Indécise. Mary F. Calvert ne sait pas quel cliché choisir. Quelle femme l’a le plus touchée parmi celles photographiées dans son exposition « Une lutte passée sous silence : les agressions sexuelles au sein de l’armée américaine ». Jessica Hinves, Jennifer Norris, Carrie Goodwin, Sophie Champoux, Heather Picovitch ont toutes été violées ou harcelées sexuellement. Elles étaient mécaniciennes spécialisées dans les avions de chasse, sergent, recruteur ou membre du corps des Marines. Et l’armée a étouffé leur voix. Leur crime : avoir parlé. Pourtant, les affiches de prévention placardées dans les casernes militaires le leur conseillaient. « Je me suis toujours dit que ces messages ne servaient à rien. Ils m’interpelaient à chaque fois que j’animais des formations en photographie dans des casernes. Je ne pensais pas que ça pouvait arriver dans l’armée américaine. »
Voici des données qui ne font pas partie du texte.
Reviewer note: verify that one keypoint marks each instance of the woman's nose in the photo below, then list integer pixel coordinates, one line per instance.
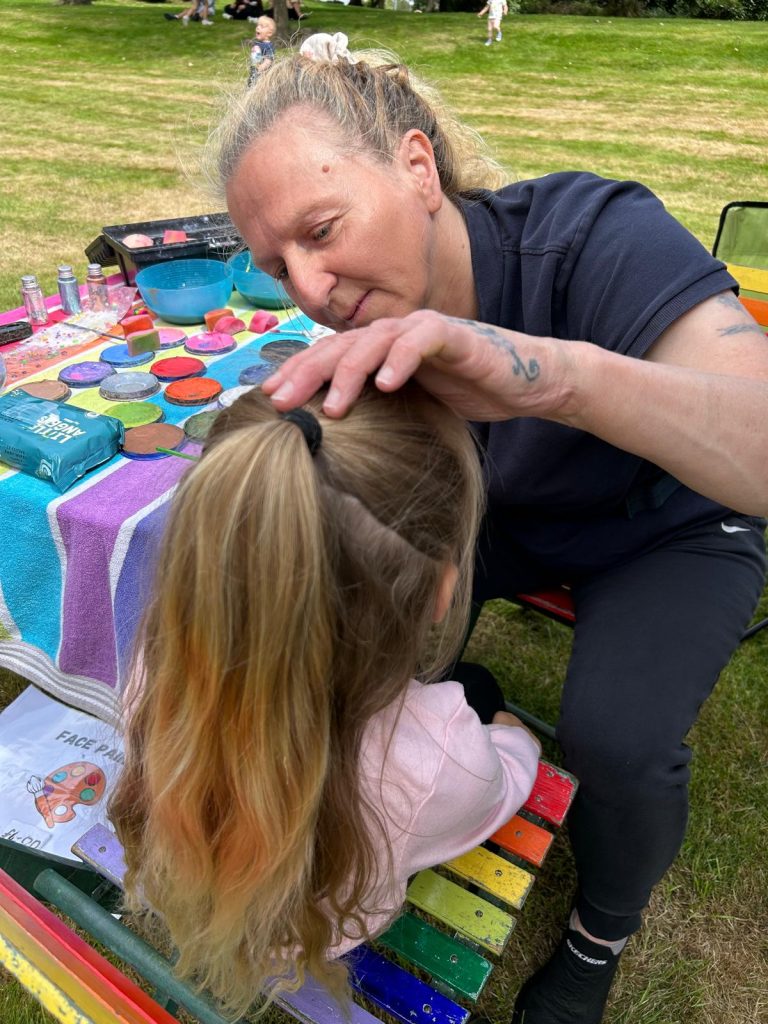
(308, 282)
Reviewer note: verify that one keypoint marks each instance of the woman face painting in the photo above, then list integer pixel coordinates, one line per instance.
(350, 238)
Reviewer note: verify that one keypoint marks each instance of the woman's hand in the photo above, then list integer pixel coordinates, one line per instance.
(479, 371)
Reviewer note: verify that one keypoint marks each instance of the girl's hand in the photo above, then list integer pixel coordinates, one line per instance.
(479, 371)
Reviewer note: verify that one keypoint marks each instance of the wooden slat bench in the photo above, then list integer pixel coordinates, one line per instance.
(429, 968)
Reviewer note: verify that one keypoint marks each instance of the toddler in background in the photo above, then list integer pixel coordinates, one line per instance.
(262, 51)
(288, 767)
(496, 9)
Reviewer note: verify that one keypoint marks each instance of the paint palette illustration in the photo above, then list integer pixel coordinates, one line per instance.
(57, 795)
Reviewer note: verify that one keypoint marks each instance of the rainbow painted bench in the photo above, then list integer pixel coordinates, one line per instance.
(429, 968)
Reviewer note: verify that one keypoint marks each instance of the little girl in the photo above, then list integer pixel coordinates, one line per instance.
(287, 766)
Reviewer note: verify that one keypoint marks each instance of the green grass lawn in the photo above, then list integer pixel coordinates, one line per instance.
(103, 107)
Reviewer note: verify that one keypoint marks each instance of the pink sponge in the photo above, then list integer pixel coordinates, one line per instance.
(170, 236)
(229, 325)
(262, 321)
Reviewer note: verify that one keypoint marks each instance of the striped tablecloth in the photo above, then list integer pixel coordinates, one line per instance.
(75, 568)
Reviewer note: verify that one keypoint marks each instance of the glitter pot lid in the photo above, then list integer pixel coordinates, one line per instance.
(199, 426)
(48, 390)
(118, 355)
(171, 337)
(135, 414)
(231, 394)
(86, 374)
(193, 391)
(211, 343)
(256, 374)
(177, 368)
(133, 385)
(142, 442)
(279, 351)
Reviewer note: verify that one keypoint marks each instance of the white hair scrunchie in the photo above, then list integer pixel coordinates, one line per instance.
(323, 46)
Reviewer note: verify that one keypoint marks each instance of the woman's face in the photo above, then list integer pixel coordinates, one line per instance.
(350, 238)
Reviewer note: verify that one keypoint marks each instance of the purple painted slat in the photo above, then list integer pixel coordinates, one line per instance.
(398, 992)
(90, 523)
(101, 849)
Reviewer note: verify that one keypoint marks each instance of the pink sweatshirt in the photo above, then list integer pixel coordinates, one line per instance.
(443, 785)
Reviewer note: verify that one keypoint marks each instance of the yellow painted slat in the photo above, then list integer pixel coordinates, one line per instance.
(750, 278)
(469, 914)
(495, 875)
(47, 993)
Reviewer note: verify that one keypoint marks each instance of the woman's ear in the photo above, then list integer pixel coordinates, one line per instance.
(417, 159)
(444, 592)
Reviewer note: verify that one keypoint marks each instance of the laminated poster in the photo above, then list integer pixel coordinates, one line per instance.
(57, 767)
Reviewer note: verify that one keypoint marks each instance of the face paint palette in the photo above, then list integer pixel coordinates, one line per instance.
(142, 442)
(171, 337)
(135, 414)
(48, 390)
(210, 343)
(87, 374)
(118, 355)
(231, 394)
(279, 351)
(256, 374)
(194, 391)
(133, 385)
(198, 427)
(177, 368)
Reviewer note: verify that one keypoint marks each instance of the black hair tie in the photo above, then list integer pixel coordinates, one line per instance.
(309, 426)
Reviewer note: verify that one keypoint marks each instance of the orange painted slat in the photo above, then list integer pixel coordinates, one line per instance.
(552, 794)
(524, 840)
(72, 963)
(758, 308)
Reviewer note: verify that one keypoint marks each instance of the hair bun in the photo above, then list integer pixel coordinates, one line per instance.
(325, 47)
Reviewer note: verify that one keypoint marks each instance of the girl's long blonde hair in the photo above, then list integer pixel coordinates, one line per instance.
(294, 599)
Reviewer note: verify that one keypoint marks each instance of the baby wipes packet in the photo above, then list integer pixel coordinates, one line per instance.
(53, 440)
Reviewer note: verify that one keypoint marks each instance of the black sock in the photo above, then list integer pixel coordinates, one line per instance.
(571, 988)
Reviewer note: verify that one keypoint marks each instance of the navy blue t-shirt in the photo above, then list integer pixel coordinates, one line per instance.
(579, 257)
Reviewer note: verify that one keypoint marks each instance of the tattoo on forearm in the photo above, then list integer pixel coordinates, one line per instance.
(725, 332)
(529, 371)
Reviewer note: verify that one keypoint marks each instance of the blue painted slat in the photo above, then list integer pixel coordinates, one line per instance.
(407, 997)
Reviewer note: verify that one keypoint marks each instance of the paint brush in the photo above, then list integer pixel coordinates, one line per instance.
(179, 455)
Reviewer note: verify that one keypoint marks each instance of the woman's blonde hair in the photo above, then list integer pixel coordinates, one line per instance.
(374, 99)
(294, 599)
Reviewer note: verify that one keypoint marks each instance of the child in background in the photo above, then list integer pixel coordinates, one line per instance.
(262, 51)
(496, 9)
(288, 767)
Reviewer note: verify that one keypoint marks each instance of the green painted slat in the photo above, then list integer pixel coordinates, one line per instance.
(470, 915)
(442, 956)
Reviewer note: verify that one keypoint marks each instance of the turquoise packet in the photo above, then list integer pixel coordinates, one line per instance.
(52, 440)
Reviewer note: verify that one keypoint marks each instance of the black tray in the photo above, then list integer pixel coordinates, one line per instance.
(210, 236)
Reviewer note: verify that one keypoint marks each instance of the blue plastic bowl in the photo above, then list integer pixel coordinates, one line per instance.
(255, 286)
(182, 291)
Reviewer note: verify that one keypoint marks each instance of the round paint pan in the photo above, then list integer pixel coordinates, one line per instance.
(256, 374)
(50, 390)
(142, 442)
(87, 374)
(231, 394)
(133, 385)
(120, 357)
(177, 368)
(135, 414)
(193, 391)
(199, 426)
(210, 343)
(171, 337)
(279, 351)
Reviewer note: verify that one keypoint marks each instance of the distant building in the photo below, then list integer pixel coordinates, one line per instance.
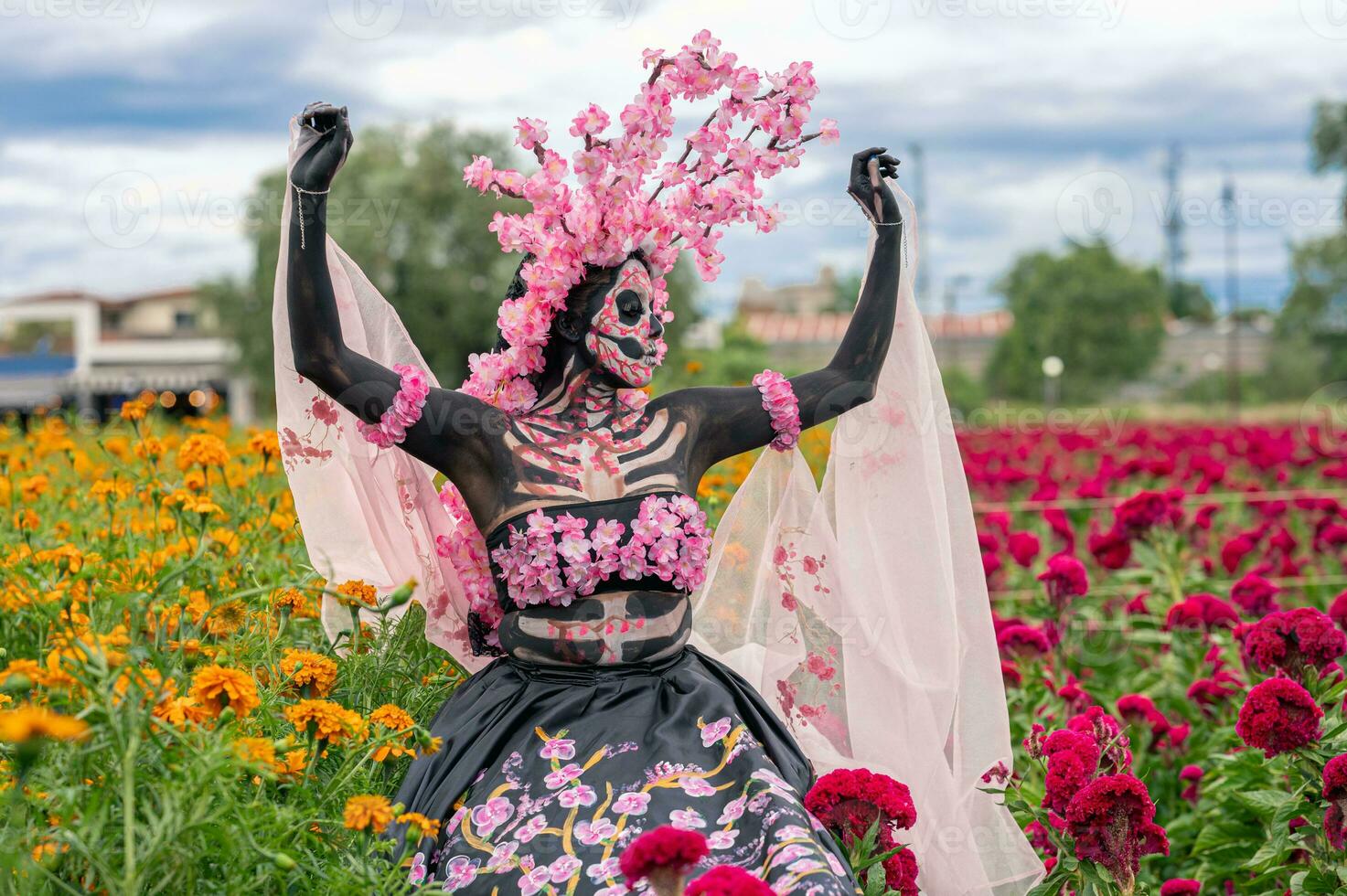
(800, 326)
(93, 352)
Raconter l’histoire de ceux qui n’ont pas de voix
De nombreuses femmes militaires seraient concernées : près de 26 000. Mais, peu osent en parler. Mary F. Calvert est partie à leur rencontre. « J’ai voulu être journaliste pour raconter l’histoire de ceux qui n’ont pas de voix. Mes photos doivent être le reflet de la société. » Une première femme a témoigné, d’autres ont suivi. Certaines pour se sentir mieux, comme une thérapie. « Elles ont toutes été assez courageuses pour accepter que je raconte leur histoire, pour me laisser les photographier dans leur quotidien. »
Dépression, stress post-traumatique, suicide, Mary F. Calvert affiche les conséquences de viols. « Pour intégrer l’armée, il faut passer des tests physiques et psychologiques. Et, étrangement, juste après avoir dénoncées leurs agresseurs, ces femmes sont déclarées folles et mises à l’écart. Ça n’a aucun sens pour elles ! », s’agace la photojournaliste.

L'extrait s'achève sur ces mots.